Two of the sacrifices that are ordinarily brought by the pilgrims who come to Jerusalem for the holidays are olot re’iya and shalmei hagiga. A korban ola is sacrificed in its entirety on the altar; shelamim, on the other hand, includes a portion that is eaten by the owners. These sacrifices are those that we discussed as having no shi’ur (measurement) – there is no minimum or maximum number of sacrifices that need be brought – although the Sages did establish a minimum requirement.
The Mishna on our daf discusses four cases of people coming to bring sacrifices:
A poor person with a large family
A wealthy person with a small family
A poor person with a small family
A wealthy person with a large family.
A poor person with a large family is encouraged to bring more shelamim and minimize his olot. A wealthy person with a small family is told to bring more olot and minimize his shelamim. A poor person with a small family brings the minimum according to the ruling of the Sages from both olot and shelamim. The passage that commands every person to bring according to his abilities and according to the blessings that he has received from God (see 16:17) is applied to the wealthy person with a large family, who brings a large number of both types of korbanot.
It is the double expression in the above quoted pasuk (verse) –
Ish ke-matnat yado (every man shall give as he is able),
Ke-birkat HaShem Elokekha asher natan lakh (according to the blessing of HaShem your God which He has given to you).
that is interpreted as referring to the two separate sacrifices.
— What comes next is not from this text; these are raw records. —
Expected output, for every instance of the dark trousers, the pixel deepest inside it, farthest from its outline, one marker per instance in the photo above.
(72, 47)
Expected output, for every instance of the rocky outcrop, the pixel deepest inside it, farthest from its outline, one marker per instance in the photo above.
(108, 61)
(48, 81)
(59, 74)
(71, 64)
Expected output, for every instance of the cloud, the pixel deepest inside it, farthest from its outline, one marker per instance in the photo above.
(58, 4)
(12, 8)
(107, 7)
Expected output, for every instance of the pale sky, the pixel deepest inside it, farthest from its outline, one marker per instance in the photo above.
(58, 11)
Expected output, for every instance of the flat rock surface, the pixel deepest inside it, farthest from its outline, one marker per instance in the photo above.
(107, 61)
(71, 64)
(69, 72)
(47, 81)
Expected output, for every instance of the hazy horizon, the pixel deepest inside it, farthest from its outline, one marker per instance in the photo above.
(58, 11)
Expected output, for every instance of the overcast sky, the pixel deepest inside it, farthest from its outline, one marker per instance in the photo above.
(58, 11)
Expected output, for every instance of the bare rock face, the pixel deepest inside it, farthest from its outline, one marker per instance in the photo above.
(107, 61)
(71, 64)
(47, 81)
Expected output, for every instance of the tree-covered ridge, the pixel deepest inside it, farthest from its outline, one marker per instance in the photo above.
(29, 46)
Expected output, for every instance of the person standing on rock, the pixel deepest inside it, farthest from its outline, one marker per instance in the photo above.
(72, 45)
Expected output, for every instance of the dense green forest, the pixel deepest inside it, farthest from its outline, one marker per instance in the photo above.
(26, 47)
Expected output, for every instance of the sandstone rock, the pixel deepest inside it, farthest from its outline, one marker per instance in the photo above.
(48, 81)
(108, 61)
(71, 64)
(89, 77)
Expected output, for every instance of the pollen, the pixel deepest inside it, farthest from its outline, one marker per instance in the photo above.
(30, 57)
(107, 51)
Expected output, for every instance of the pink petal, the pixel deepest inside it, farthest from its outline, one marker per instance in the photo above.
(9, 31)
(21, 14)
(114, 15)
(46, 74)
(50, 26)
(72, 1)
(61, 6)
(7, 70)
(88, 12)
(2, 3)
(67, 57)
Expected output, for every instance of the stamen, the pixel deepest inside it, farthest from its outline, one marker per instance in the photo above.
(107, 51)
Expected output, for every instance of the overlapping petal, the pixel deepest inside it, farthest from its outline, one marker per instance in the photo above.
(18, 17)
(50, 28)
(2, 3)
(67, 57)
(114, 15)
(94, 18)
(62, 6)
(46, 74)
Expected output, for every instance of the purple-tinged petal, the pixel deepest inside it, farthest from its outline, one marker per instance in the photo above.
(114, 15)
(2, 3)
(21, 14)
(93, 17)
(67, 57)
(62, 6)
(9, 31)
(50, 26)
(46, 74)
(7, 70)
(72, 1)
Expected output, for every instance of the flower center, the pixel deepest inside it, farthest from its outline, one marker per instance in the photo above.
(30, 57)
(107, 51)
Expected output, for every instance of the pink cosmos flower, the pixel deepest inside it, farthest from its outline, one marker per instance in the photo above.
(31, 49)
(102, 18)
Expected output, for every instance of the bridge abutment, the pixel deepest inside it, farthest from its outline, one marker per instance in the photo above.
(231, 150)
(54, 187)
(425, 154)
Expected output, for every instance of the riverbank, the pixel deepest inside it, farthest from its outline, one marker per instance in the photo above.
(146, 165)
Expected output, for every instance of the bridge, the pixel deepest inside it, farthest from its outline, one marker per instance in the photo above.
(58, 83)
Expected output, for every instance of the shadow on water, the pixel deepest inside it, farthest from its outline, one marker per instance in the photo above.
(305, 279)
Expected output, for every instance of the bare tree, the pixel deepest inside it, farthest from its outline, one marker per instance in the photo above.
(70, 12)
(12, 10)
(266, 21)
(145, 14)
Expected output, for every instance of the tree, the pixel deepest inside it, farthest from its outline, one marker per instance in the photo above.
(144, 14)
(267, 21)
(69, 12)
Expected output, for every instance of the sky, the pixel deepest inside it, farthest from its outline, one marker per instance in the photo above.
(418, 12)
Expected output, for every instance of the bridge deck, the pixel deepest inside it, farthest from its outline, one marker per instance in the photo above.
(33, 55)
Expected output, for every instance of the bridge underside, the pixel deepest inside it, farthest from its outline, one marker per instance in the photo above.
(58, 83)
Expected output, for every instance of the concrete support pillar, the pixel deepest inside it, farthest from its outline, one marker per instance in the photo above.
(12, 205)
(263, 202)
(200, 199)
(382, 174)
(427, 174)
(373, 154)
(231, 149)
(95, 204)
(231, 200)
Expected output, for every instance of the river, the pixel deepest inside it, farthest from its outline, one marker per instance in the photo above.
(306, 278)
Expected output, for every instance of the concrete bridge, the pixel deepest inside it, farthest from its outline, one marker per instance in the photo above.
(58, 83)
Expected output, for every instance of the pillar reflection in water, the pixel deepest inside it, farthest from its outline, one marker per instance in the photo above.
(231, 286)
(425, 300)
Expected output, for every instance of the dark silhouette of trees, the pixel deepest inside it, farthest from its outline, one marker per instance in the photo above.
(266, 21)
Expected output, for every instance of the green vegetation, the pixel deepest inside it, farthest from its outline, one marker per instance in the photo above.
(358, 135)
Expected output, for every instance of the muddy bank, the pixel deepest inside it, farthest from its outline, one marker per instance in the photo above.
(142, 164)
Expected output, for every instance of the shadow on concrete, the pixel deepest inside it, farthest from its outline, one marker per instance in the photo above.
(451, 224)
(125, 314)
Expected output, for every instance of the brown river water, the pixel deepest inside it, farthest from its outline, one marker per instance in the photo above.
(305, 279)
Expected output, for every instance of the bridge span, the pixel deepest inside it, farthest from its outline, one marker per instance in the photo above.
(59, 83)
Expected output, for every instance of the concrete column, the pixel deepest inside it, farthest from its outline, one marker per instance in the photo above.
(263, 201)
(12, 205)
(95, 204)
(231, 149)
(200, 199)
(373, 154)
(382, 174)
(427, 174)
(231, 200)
Rashi understands that the first half of the pasuk refers to olot, while the end of the pasuk refers to shelamim.
The Maharsha disagrees, arguing that Ish ke-matnat yado specifically refers to shelamim. It is, after all, the shelamim which is not only brought as a sacrifice, but is also shared with members of the family, thus fulfilling the idea that the man who brought the korban is also involved in giving to others.